Irak’ın kuzeyindeki yönetimin ise PKK’yı, sözde Büyük Kürdistan’ın Türkiye ayağını oluşturacak bir güç olarak gördüğü, bu konuda kontrolü sağlamak ve önder olmak istediği, etnik nedenlerle de PKK terör örgütünü himaye ettiği gözlemlenmektedir.
***
Durumun bu çerçevede olduğu değerlendirilmesine, hatta bilinmesine rağmen PKK ile mücadelede hâlâ ABD’ye, Irak’a ve Irak’ın kuzeyindeki yerel yönetime güvenmenin ve onlardan medet ummanın hata olduğu anlaşılamamaktadır. Bu güçlerin mücadeleye destek olmayacakları, olsalar bile kendi çıkarlarını düşünerek sınırlı destek verecekleri, bunun karşılığında da Türkiye’den isteklerde bulunacakları ve Türkiye’ye bu yönde tavsiyeler yapacakları ya düşünülememekte, ya da kabullenilmektedir.
Nitekim Irak Cumhurbaşkanı Talabani, silahlı mücadeleyi bitirme noktasında PKK’yı ikna ettiklerini, ancak terör örgütünün de Türkiye’den genel af ilan edilmesi ve yeni hazırlanacak anayasada Türkiye’nin hepsinin Türk olmadığı, birçok ırktan oluştuğu ifadesine yer verilmesi yönünde şartlarının olduğunu söylemiştir. PKK’yı ikna etmekte başarılı, Türkiye’yi ikna etmekte ise yarı başarılı olduklarını açıklamıştır.

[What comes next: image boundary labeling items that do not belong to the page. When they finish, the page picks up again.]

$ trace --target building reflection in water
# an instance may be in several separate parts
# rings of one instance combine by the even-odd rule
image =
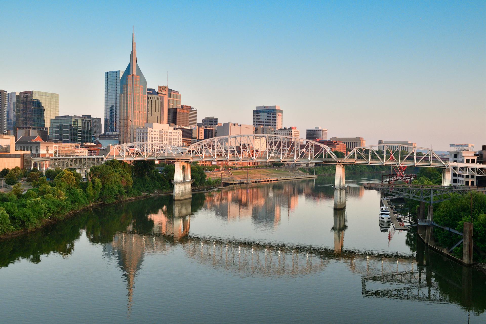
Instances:
[[[133,303],[135,276],[141,268],[144,254],[166,253],[174,249],[178,241],[189,235],[191,200],[174,201],[173,206],[173,215],[169,215],[166,205],[157,212],[147,215],[148,220],[153,222],[150,232],[137,233],[134,220],[124,231],[115,233],[111,243],[104,247],[104,254],[116,258],[122,270],[126,284],[129,312]]]

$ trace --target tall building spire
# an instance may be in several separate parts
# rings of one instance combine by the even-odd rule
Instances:
[[[130,54],[130,74],[137,74],[137,50],[135,49],[135,33],[132,33],[132,52]]]

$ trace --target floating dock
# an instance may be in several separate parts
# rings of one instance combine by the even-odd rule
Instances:
[[[388,201],[387,198],[382,198],[382,204],[383,204],[383,206],[388,207],[388,210],[390,211],[390,219],[391,221],[392,225],[393,225],[393,228],[402,231],[408,231],[408,226],[400,225],[398,220],[397,219],[397,215],[393,212],[393,207],[388,205]]]

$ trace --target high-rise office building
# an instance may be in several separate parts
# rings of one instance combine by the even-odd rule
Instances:
[[[15,101],[18,92],[7,94],[7,130],[13,131],[15,123]]]
[[[90,143],[93,127],[90,118],[77,116],[56,116],[51,119],[49,140],[62,143]]]
[[[179,126],[189,126],[190,125],[189,112],[191,110],[186,107],[190,106],[185,106],[184,108],[179,107],[179,108],[170,108],[167,109],[169,112],[169,123]]]
[[[169,87],[167,85],[159,85],[157,87],[157,94],[160,97],[160,123],[169,123]]]
[[[122,71],[104,72],[104,132],[119,132]]]
[[[306,139],[314,140],[320,138],[321,139],[328,139],[328,130],[321,127],[314,127],[306,130],[305,132]]]
[[[201,126],[203,127],[207,126],[218,126],[218,119],[214,118],[213,116],[205,117],[203,119]]]
[[[197,109],[191,106],[181,104],[181,108],[189,110],[189,125],[196,126],[197,125]]]
[[[259,106],[253,110],[253,126],[269,126],[280,129],[283,123],[283,112],[280,106]]]
[[[366,145],[366,141],[363,137],[331,137],[330,139],[342,142],[346,144],[346,148],[350,151],[355,147]]]
[[[120,80],[120,142],[135,142],[137,128],[146,121],[147,81],[137,64],[133,34],[130,63]]]
[[[179,93],[179,91],[169,88],[167,89],[167,97],[169,100],[169,109],[181,107],[181,94]]]
[[[101,130],[101,119],[97,117],[91,117],[90,115],[83,115],[82,117],[88,118],[91,120],[91,126],[93,127],[93,136],[96,139],[103,132]]]
[[[0,90],[0,134],[7,134],[7,91]]]
[[[17,127],[47,127],[49,130],[51,119],[59,114],[58,94],[35,90],[22,91],[16,100],[14,132],[16,135]]]
[[[147,122],[164,123],[162,122],[163,100],[155,89],[147,89]]]

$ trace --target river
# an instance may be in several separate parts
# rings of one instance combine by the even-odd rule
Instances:
[[[379,224],[348,175],[162,196],[0,241],[2,323],[486,323],[486,276]]]

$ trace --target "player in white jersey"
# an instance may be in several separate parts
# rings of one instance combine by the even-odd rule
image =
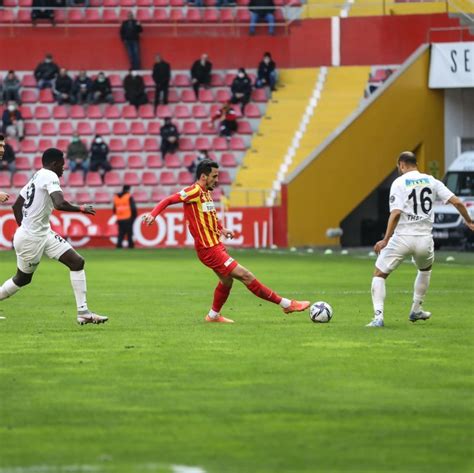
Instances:
[[[421,305],[430,284],[434,260],[433,202],[442,200],[454,205],[466,225],[474,231],[474,223],[461,200],[441,181],[420,173],[413,153],[403,152],[397,167],[400,177],[390,189],[390,217],[385,238],[374,247],[379,255],[372,279],[374,318],[367,327],[384,326],[385,280],[407,256],[413,258],[418,268],[409,320],[416,322],[431,317]]]
[[[49,223],[53,208],[63,212],[95,215],[92,205],[72,205],[64,200],[59,178],[64,172],[63,152],[49,148],[43,153],[43,168],[20,191],[13,213],[19,228],[13,238],[17,256],[17,273],[0,287],[0,300],[13,296],[31,282],[33,273],[45,253],[70,269],[72,289],[77,303],[77,322],[100,324],[107,317],[94,314],[87,307],[84,260],[72,246],[54,233]]]
[[[5,137],[0,135],[0,160],[3,159],[3,155],[5,154]],[[6,202],[8,200],[9,195],[6,192],[0,191],[0,204]]]

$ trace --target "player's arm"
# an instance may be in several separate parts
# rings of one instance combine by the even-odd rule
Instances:
[[[456,208],[456,210],[461,214],[461,217],[464,219],[464,222],[466,222],[466,225],[471,231],[474,232],[474,222],[472,221],[472,218],[469,215],[466,206],[462,203],[461,199],[453,195],[448,200],[448,202]]]
[[[92,205],[73,205],[64,199],[64,194],[61,191],[56,191],[50,194],[56,210],[63,212],[82,212],[84,214],[95,215],[95,209]]]
[[[20,226],[21,222],[23,221],[22,208],[23,208],[24,203],[25,203],[25,199],[21,195],[19,195],[12,206],[13,215],[15,216],[15,220],[18,226]]]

Irak’ın kuzeyindeki yerel yönetimin sözde dışişleri bakanı da, PKK meselesinin Türkiye’nin iç sorunu olduğu, sorunun askeri çatışmayla değil diyalogla çözümlenmesinin gerektiği, konunun çözümüne ellerinden geldiği kadarıyla barışçıl yollardan destek vereceklerini ifade etmiştir. Duruma bir noktada yeter denmesinin ve başka bir yol denemesinin gerektiği tavsiyesinde bulunmuştur.
ABD Başkan Yardımcısı Biden Türkiye’yi ziyaret etmektedir. Suriye ve İran konularının yanında PKK terörüyle mücadele konusu da ana gündem maddesidir. Onun da Türkiye’nin mücadele için Irak’ın kuzeyine yapmak istediği harekâtı önleme yönünde tavır takınacağı, istihbarat konusunda desteğe devam edeceklerini söyleyeceği ve Türkiye’nin taviz vermesi konusunda tavsiyelerde bulunacağı beklenmektedir. Sözde verecekleri desteğin karşılığında Suriye ve İran için isteklerde bulunacağı düşünülmektedir.
***
Görüldüğü üzere herkes kendi çıkarları doğrultusunda ancak Türkiye’nin varlığı, bütünlüğü, güvenliği, ulus devlet anlayışı ve üniter yapısı aleyhinde tavsiyelerde bulunmakta ve Türkiye’den tavizler beklemektedir. Türkiye’nin kendi güvenliğini bir başka ülkenin inisiyatifine ve insafına bırakma lüksü yoktur. İnisiyatifi ele alarak çekinmeden ve aktif olarak güvenliğini kendi kararıyla kendisi sağlamalı, kendi güvenliğine zarar vermeyen başka konularda girişimlerde bulunmaktan da kaçınmalıdır.